At approximately 11:58 p.m. Sunday, officers responded to the I-30 Courts for a report of a person possibly overdosed from suspected heroin. The individual was found unresponsive with labored breathing. Officers administered the Naloxone into the right nostril of the individual, but received no response. Officers administered the Naloxone a second time into the left nostril of the individual as Emergency Medical Technicians from Saline Memorial Hospital MedTran unit arrived and began giving oxygen to the individual.
An officer also rode with the individual in the ambulance, continuing to administer oxygen to the individual, while enroute to the Saline Memorial Hospital Emergency Room. Officers said the individual became responsive upon arrival to the Emergency Room.
Naloxone is a counter agent to opiate prescription drugs and heroin. When administered, naloxone restores respiration within two to five minutes, and may prevent brain injury or death. In 2014 there were 47,055 overdoses in the U.S., which calculates to 110 Americans dying every day from an overdose. Heroin overdose deaths have more than tripled in the past four years; there were 10,574 deaths from heroin overdose in 2014.
Providing officers with naloxone kits and training can reduce the time between when an overdose victim is discovered and when they receive lifesaving assistance.
The BNPD is the first agency in the state to produce a Naloxone Training video for officers, and the video has been certified through the Arkansas Commission on Law Enforcement Standards and Training. Smith Drug Company has provided the Benton Police Department with 100 naloxone kits for officers to use in the field with individuals who have overdosed on opiates, including heroin and prescription pain relievers. Naloxone kits were prepared by Smith Drug Company under the authority of a prescribing physician, using one-time funding provided by Smith Drug Company.

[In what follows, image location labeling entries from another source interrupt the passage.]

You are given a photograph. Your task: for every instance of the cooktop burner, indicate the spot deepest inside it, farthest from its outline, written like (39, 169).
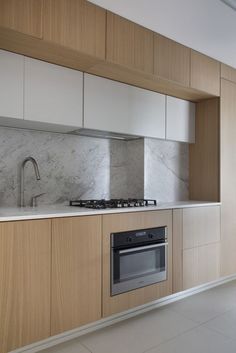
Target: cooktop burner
(113, 203)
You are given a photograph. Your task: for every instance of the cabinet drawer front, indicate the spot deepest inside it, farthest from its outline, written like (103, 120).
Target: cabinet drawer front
(121, 108)
(201, 265)
(201, 226)
(53, 94)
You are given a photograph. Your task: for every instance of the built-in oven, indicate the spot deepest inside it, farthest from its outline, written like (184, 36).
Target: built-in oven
(138, 258)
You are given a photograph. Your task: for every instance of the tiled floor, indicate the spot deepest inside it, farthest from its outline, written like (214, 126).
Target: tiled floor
(203, 323)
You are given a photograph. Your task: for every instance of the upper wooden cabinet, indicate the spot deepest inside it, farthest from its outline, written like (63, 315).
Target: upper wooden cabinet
(76, 272)
(22, 15)
(76, 24)
(205, 73)
(129, 44)
(25, 267)
(171, 60)
(180, 120)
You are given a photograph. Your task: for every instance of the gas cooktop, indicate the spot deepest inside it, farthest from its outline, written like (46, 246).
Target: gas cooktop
(113, 203)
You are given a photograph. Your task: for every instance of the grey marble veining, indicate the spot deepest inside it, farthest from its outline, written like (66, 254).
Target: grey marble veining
(83, 167)
(166, 170)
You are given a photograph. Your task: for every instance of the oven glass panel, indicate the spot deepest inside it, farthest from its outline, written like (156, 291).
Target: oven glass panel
(141, 263)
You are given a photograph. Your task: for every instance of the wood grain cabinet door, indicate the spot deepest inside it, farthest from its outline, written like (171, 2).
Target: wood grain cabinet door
(25, 260)
(22, 15)
(129, 44)
(76, 24)
(205, 73)
(171, 60)
(76, 272)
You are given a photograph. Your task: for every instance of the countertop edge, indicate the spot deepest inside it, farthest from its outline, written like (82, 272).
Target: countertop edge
(63, 212)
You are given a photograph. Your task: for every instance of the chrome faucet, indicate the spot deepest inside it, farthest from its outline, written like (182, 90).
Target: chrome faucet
(22, 177)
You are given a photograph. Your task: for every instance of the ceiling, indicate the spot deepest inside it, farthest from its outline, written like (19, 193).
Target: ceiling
(208, 26)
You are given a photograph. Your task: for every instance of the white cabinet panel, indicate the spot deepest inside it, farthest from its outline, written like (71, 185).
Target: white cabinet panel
(11, 85)
(180, 120)
(53, 94)
(121, 108)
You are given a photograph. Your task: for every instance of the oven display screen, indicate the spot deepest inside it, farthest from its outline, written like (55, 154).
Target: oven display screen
(140, 234)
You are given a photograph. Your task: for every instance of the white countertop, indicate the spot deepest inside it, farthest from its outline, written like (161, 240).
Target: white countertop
(17, 214)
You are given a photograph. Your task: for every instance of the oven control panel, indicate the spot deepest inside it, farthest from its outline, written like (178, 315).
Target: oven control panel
(158, 234)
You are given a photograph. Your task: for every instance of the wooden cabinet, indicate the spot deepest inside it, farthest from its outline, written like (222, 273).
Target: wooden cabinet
(129, 44)
(25, 250)
(76, 272)
(76, 24)
(130, 221)
(205, 73)
(196, 246)
(22, 15)
(120, 108)
(171, 60)
(204, 154)
(53, 95)
(11, 86)
(180, 120)
(228, 174)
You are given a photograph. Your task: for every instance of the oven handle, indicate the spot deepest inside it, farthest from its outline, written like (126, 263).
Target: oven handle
(142, 248)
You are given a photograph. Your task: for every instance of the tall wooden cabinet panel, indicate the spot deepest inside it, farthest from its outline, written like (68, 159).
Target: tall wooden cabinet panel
(130, 221)
(22, 15)
(76, 272)
(204, 154)
(205, 73)
(76, 24)
(129, 44)
(201, 265)
(171, 60)
(228, 173)
(25, 250)
(196, 246)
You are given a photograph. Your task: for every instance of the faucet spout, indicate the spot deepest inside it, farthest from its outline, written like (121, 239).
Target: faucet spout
(22, 177)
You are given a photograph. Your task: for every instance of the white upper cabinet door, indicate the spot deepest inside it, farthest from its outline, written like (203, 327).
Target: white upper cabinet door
(53, 94)
(11, 85)
(121, 108)
(180, 120)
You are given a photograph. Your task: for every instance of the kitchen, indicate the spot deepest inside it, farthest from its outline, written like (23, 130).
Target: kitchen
(116, 207)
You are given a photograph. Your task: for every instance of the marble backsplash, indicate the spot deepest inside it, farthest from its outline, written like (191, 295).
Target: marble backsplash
(83, 167)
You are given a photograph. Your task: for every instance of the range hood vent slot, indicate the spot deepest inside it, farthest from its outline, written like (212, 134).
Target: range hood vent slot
(104, 134)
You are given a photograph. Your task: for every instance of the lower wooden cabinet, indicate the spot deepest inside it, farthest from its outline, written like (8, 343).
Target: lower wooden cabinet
(76, 272)
(196, 246)
(132, 221)
(25, 251)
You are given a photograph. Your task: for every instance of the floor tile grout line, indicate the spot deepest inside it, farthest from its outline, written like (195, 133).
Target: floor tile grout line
(172, 338)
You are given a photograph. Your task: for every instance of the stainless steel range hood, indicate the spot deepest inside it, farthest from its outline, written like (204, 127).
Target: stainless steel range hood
(104, 134)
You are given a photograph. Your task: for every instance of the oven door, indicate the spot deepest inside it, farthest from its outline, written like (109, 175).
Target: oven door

The Arkansas legislature passed the Joshua Ashley-Pauley Act (Good Samaritan Law) in 2015 that provides immunity from arrest, charge and prosecution for people who seek medical assistance for drug overdose victims. The legislature also passed the Naloxone Access Act in 2015 that provides immunity to first responders from civil liability, criminal liability, or professional sanctions for prescribing, dispensing, and administering naloxone and other opioid antagonists if he or she is acting in good faith.
There is no evidence that first responder use of naloxone to revive people experiencing an opioid overdose encourages or enables drug addiction. There are no negative effects on an individual who receives naloxone but is determined to not have opioids in their body.
Throughout October, the BNPD initiative is to combat and educate the public on the dangers of drug abuse, whether it is illegal narcotics or prescribed medications, with the “Nope to Dope” initiative.
“The rate of overdose deaths across the country has risen dramatically, mostly due to opioid issues,” Lane said. “Along with the rise in methamphetamine, marijuana, and heroin use that we are seeing in our own jurisdiction - and with the upcoming drug take back event - this initiative is not only about drug enforcement, it’s about increasing education to protect our citizens.”
According to the Centers for Disease Control and Prevention (CDC), “the United States is in the midst of an opioid overdose epidemic.” The CDC also states that since 2000, the rate of deaths from drug overdoses has increased 137 percent, including a 200 percent increase in the rate of overdose deaths involving opioids (opioid pain relievers and heroin).
Past misuse of prescription opioids is the strongest risk factor for heroin initiation and use, specifically among persons who report past-year dependence or abuse. The increased availability of heroin, combined with its relatively low price (compared with diverted prescription opioids) and high purity appear to be major drivers of the upward trend in heroin use and overdose.
The Benton Police Department encourages parents to talk to their children about the dangers of drug usage, because education is the key to helping us make a difference in our community. We can further reduce the lives this problem destroys by simply educating those around us and by taking time to secure and dispose of old medications.